POJ_2492 A Bug’s Life

Description

Background

Professor Hopper is researching the sexual behavior of a rare species of bugs. He assumes that they feature two different genders and that they only interact with bugs of the opposite gender. In his experiment, individual bugs and their interactions were easy to identify, because numbers were printed on their backs.

Problem

Given a list of bug interactions, decide whether the experiment supports his assumption of two genders with no homosexual bugs or if it contains some bug interactions that falsify it.

Input

The first line of the input contains the number of scenarios. Each scenario starts with one line giving the number of bugs (at least one, and up to 2000) and the number of interactions (up to 1000000) separated by a single space. In the following lines, each interaction is given in the form of two distinct bug numbers separated by a single space. Bugs are numbered consecutively starting from one.

Output

The output for every scenario is a line containing “Scenario #i:”, where i is the number of the scenario starting at 1, followed by one line saying either “No suspicious bugs found!” if the experiment is consistent with his assumption about the bugs’ sexual behavior, or “Suspicious bugs found!” if Professor Hopper’s assumption is definitely wrong.

Sample Input

Sample Output

Scenario #1:
Suspicious bugs found!

Scenario #2:
No suspicious bugs found!

Hint

Huge input,scanf is recommended.

解析

本题是一道并查集题目。

但是，由于本题的集合中个元素的关系不同，所以对于一个元素，我们不仅要知道它的祖先是谁，还要知道它与祖先是异性还是同性。

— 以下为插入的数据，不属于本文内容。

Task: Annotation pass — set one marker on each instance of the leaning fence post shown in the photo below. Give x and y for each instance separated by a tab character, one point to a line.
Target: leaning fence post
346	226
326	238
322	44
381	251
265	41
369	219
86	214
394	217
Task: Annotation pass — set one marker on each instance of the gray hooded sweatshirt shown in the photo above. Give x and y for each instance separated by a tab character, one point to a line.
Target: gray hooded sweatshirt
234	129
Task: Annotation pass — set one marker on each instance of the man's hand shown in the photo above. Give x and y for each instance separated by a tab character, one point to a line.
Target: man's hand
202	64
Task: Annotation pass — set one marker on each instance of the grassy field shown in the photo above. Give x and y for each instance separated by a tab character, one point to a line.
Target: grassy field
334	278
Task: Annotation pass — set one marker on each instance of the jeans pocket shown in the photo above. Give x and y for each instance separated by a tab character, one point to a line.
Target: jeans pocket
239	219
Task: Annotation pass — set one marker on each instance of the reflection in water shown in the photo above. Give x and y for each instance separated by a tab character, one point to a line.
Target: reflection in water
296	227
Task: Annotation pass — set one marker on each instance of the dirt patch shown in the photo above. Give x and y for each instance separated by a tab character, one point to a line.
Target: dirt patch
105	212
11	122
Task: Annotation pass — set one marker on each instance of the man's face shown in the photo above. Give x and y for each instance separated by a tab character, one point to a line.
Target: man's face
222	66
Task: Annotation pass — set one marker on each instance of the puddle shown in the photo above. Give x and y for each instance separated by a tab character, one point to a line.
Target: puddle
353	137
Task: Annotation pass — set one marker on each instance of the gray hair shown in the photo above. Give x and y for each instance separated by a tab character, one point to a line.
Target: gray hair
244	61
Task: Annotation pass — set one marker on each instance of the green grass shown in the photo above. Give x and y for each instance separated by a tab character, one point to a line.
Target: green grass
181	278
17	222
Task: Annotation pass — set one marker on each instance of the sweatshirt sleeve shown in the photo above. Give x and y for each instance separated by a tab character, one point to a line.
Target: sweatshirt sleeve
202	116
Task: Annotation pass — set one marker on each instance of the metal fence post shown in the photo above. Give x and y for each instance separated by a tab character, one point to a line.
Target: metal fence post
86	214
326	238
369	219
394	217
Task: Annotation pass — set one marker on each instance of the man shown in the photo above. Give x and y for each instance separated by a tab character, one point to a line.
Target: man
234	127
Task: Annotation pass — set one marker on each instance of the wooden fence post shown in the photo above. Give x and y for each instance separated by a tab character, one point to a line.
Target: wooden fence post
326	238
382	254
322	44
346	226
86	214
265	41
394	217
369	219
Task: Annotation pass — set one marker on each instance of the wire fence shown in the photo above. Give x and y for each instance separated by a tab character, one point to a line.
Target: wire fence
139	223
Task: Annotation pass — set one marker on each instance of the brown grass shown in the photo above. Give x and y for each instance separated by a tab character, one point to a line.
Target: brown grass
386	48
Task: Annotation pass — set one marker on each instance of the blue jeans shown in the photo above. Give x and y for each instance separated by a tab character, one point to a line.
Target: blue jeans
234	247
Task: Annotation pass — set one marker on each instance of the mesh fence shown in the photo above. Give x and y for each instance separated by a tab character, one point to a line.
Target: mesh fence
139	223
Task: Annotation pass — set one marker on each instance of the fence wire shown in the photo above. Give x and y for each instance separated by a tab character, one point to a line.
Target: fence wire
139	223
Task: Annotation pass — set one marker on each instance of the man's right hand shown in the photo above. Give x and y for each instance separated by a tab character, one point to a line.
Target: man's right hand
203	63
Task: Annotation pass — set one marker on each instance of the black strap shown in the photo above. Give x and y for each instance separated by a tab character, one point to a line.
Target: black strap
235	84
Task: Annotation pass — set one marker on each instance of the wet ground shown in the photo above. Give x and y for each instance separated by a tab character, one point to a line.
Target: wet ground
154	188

我们可以开一个与祖先数组 $p r e$ 长度一样的数组 $r e a$ ( $R e l a t i o n s h i p$ ) 来记录每个元素与其祖先的关系。其中，若 $rea_i=0$ ，表示 $i$ 与它的祖先 $pre_i$ 是同性；若 $rea_i=1$ ，则表示表示 $i$ 与它的祖先 $pre_i$ 是异性。

在做路径压缩时，我们不能直接将祖先 $r$ 赋值给 $pre_i$ ，而是要先做一次异或运算 $rea_i=rea_i \oplus rea_{pre_i}$ ，求出 $i$ 与其祖先的关系，再做 $pre_i=r$ 。

题目要求我们对给出的异性关系判断真假情况。

若一对异性关系为假，首先这两个元素要有同一个祖先。若两个元素与祖先的关系均为异性或均为同性，那么两个元素的关系必然不可能是异性。只有两个元素一个与祖先互为同性，一个与祖先互为异性，这两个元素才可能互为异性。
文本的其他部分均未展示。